We are running multiple time-series models that we would like to stack together using a bayesian stacking approach. Following the bayesian stacking approach, we would like to stack the models based on their out-of-sample predictive performance.

However, since it is a time series model, the out-of-sample cannot be leave-one-out, but has to be leave-future-out. The crux of the matter is that we would like to stack K models together based on their performance predicting the last N days of data.

The core problem is that in calculating the weights, we are using a model that has not seen the last N-days of data. But we want to stack together models that *have* seen the last N days of data.

What we had been doing is running 2 sets of K models; a set of K that sees the full dataset (`full`

), and a set of K that sees up to the last N days (`holdout`

). Then we compute stacking weights based on the `holdout`

set and then use those weights to stack the `full`

set. The implicit assumption here is that the posterior obtained in the `full`

set is the same posterior that would have been obtained by the `holdout`

set had they seen the full dataset.

This seemed reasonable. *However*, the issue is that our models are thoroughly in the regime explored in this paper. That is, at least sometimes, our chains saturate the treedepth, only explore a part of the posterior distribution, don’t mix, we don’t obtain Rhat=1, etc. Crucially, this means that the assumption laid out above (that the posterior obtained by `full`

is the same as would have been obtained by `holdout`

) no longer holds because the region of the posterior explored by any given chain is somewhat random.
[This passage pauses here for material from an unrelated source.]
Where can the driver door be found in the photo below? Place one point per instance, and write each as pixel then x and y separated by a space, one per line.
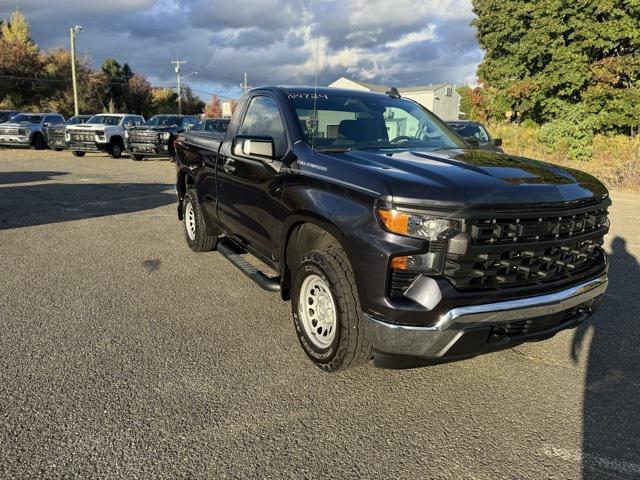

So, due to the non-mixing of the chains, we would like to apply chain-level stacking as described in the paper linked-to in the previous paragraph. But, I don’t see a way to create stacking weights by evaluating the N day holdout performance of a chain, and then use those weights on chains that have seen the last N days. They would be different chains.

I had thought that the leave-future-out vignette was fit-to-purpose, but unfortunately it does not seem to be, given that the point of this vignette generally seems to be to approximate what a model fit on days 1 through L would have predicted on days (L+J) to (L+J+M); e.g., approximating the M-step-ahead performance of the model when it is actually M+J steps ahead, which is sort of the reverse of the challenge here, which is to approximate the M-step-ahead performance of the model when has actually seen M-steps ahead.

I am curious if anyone has any thoughts or ideas here!